Les investisseurs devraient-ils se laisser séduire par les titres de firmes de courtage?

Source : Mes Nouvelles Talvest

Récemment, il semble que Wall Street et Bay Street ne parviennent pas à se supporter eux-mêmes - ou à tout le moins l'idée de posséder leurs propres actions. Avec les ennuis qui se poursuivent sur les grandes places boursières, peu de secteurs ont été touchés aussi durement que celui du courtage.

Comme vous le savez sans doute, le secteur du courtage évolue souvent en fonction de l'humeur dominante des investisseurs, qui a été plutôt mauvaise dernièrement. Pourquoi les investisseurs évitent-ils d'investir à la bourse?

Dans une perspective macroéconomique :

  • l'inquiétude qui règne quant au rythme de croissance économique (une récession en cascade peut-être?);
  • la reprise moins rapide que prévue des bénéfices de sociétés;
  • les scandales comptables qui ébranlent les sociétés;
  • la perspective d'autres attentats terroristes;
  • les événements troublants sur la scène géopolitique;
  • l'affaiblissement du dollar américain.

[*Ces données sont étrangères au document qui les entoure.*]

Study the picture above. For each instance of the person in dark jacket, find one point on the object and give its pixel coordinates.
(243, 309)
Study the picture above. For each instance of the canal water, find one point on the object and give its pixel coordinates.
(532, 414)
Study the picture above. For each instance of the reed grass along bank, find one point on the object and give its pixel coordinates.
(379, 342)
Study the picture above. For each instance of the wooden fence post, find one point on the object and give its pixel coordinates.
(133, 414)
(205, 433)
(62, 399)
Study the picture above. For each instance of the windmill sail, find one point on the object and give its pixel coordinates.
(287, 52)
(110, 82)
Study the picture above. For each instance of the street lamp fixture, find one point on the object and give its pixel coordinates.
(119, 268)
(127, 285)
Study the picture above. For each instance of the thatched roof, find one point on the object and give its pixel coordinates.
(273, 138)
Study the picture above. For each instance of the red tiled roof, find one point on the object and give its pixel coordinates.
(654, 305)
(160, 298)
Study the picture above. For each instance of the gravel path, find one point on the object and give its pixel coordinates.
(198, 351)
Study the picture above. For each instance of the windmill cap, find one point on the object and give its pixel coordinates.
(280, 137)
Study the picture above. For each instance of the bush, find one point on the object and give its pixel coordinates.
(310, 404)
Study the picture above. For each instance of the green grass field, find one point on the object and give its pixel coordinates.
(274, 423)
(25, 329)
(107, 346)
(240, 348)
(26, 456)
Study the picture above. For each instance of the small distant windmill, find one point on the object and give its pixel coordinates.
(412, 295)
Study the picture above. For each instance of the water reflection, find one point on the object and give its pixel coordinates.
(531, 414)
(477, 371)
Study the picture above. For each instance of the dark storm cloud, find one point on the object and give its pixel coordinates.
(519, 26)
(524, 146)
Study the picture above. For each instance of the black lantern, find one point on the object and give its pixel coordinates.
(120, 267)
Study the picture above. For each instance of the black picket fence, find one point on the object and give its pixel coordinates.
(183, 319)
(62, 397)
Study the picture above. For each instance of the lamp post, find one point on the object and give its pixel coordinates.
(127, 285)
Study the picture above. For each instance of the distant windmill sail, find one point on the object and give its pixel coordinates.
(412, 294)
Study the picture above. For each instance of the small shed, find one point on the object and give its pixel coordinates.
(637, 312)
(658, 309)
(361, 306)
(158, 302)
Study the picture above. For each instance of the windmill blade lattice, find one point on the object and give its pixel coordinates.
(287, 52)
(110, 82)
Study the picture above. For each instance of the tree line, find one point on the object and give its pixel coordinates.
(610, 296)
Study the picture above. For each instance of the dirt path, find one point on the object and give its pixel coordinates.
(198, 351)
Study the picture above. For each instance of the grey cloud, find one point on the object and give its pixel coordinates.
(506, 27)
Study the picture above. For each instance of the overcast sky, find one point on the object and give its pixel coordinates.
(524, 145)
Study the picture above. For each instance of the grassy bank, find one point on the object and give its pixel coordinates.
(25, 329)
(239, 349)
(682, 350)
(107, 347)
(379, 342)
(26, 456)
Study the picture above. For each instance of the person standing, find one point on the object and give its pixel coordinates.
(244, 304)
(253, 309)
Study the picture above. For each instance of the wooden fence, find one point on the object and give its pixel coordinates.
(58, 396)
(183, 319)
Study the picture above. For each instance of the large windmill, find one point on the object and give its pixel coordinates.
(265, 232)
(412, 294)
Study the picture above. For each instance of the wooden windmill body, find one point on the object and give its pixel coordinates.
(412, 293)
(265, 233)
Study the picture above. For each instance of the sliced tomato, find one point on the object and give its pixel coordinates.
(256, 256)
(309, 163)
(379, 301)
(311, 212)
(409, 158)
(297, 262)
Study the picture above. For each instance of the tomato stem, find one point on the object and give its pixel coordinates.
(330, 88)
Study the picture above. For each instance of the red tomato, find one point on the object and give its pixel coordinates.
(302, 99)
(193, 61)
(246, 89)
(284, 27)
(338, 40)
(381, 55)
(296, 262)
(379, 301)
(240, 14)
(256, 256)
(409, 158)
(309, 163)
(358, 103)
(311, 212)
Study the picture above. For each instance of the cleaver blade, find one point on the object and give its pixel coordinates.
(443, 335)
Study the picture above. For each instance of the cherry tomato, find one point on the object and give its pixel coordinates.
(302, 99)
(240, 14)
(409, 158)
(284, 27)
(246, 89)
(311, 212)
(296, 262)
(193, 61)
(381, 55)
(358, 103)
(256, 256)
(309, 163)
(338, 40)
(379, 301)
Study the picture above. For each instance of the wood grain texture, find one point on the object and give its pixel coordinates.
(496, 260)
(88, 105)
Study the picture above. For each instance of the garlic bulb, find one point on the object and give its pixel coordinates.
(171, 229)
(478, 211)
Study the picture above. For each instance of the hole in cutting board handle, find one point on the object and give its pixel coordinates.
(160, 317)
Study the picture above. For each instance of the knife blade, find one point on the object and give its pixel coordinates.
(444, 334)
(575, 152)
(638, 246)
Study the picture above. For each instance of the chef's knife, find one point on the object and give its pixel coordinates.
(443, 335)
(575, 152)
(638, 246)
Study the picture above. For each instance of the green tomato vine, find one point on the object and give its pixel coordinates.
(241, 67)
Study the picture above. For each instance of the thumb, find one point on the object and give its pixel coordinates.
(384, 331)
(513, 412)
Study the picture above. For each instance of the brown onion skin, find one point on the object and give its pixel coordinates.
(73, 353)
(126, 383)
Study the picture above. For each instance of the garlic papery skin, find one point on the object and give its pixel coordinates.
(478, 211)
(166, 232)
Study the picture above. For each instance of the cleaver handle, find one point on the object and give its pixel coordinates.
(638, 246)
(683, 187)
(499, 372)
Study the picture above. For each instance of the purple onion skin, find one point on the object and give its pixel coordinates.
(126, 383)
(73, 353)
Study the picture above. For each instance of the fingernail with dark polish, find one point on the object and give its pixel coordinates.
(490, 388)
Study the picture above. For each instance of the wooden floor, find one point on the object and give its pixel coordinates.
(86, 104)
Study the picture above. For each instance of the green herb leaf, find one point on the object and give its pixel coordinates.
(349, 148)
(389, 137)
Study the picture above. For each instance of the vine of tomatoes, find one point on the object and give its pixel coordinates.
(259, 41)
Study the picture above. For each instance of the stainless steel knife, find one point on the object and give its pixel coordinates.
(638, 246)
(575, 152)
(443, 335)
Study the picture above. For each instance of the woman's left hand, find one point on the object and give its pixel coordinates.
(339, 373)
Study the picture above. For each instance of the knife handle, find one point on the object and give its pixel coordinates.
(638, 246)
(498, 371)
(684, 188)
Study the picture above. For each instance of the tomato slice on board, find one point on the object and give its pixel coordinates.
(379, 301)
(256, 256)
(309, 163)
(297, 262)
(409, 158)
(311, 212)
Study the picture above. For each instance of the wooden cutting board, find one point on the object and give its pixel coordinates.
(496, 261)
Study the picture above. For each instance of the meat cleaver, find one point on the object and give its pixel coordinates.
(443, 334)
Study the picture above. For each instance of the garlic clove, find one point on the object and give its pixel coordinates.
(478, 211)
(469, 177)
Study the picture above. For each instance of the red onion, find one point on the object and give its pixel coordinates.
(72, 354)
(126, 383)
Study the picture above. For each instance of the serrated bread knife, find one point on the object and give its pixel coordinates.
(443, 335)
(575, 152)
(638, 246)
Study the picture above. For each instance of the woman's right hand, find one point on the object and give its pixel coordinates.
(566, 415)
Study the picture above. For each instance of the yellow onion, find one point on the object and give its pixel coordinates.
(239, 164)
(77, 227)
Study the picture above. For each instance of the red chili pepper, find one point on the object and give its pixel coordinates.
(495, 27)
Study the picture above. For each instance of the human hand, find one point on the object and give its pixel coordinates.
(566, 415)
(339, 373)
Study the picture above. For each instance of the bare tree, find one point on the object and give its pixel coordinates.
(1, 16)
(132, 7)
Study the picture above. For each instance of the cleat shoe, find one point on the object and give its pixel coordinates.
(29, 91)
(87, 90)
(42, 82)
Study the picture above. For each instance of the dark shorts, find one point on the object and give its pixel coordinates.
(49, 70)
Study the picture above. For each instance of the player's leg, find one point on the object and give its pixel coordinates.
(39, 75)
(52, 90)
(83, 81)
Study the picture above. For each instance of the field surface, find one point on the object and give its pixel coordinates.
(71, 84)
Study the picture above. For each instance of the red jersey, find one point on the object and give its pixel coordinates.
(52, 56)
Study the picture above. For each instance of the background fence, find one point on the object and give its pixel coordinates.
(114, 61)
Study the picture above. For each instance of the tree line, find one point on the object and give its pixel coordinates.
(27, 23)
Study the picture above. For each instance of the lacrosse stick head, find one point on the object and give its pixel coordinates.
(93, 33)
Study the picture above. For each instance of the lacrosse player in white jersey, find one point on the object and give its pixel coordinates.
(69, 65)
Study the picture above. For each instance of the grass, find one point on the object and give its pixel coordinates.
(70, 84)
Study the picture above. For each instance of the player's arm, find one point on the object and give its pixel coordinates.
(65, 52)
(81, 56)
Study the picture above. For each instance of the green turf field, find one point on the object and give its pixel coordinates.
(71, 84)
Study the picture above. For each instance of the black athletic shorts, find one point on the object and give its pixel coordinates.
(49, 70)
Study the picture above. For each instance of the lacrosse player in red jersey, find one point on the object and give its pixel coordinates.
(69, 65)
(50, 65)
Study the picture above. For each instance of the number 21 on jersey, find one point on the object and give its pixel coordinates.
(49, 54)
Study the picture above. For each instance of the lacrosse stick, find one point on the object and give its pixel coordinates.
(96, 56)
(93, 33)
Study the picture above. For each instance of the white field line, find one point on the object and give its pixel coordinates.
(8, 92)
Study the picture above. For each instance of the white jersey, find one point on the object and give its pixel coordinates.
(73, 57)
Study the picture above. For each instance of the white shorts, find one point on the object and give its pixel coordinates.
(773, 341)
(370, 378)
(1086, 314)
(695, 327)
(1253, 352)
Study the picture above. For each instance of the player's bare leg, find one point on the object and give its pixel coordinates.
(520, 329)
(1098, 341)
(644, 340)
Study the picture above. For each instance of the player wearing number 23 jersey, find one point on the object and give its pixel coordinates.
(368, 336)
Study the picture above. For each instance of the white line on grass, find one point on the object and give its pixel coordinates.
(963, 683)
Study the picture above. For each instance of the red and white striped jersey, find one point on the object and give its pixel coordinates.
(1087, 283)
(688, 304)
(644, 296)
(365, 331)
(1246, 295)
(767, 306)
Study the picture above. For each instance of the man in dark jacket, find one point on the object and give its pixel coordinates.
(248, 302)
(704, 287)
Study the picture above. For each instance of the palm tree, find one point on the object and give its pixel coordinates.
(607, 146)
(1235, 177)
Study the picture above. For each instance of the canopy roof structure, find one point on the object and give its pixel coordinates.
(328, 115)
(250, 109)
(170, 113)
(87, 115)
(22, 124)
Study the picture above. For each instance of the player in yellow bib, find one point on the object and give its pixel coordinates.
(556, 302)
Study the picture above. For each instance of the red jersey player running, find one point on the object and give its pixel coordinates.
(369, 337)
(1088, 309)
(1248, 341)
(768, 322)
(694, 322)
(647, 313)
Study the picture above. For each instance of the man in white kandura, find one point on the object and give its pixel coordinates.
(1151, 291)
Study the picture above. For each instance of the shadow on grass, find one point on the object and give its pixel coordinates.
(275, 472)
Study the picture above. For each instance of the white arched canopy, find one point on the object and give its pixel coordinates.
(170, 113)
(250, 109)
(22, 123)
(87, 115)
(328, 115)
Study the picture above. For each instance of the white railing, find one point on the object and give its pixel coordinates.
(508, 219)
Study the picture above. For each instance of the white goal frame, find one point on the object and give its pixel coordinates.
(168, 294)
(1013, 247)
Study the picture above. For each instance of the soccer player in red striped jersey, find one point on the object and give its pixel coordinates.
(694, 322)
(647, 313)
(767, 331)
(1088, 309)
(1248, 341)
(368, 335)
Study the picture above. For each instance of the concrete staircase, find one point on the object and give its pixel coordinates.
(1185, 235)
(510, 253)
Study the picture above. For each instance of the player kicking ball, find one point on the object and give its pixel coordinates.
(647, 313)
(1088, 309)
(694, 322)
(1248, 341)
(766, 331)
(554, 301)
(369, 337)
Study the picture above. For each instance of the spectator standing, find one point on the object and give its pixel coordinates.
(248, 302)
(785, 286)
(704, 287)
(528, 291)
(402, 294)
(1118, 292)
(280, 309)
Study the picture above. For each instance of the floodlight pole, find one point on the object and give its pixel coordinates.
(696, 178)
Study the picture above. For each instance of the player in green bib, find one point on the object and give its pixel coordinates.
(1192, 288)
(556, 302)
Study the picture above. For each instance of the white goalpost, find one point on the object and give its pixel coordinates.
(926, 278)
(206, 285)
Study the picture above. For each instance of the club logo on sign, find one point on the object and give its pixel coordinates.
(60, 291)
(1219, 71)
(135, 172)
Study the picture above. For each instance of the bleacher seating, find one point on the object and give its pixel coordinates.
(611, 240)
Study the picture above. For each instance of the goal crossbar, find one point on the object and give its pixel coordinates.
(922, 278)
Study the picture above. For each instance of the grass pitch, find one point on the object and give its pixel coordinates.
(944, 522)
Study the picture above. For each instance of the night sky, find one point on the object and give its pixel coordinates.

Ces facteurs ont limité la capacité des marchés boursiers à jouir d'une reprise soutenue, ce qui n'arrange pas les choses. Il y a aussi des motifs plus précis :

  • des mises à pied supplémentaires entraînées par la baisse des perspectives de bénéfices;
  • les enquêtes dans les pratiques de recherche de Merrill Lynch et d'autres sociétés d'analyse financière;
  • la morosité qui caractérise l'activité du côté des émissions initiales d'actions, des fusions et acquisitions et des opérations sur actions;
  • la torpeur estivale caractéristique dans le domaine du courtage.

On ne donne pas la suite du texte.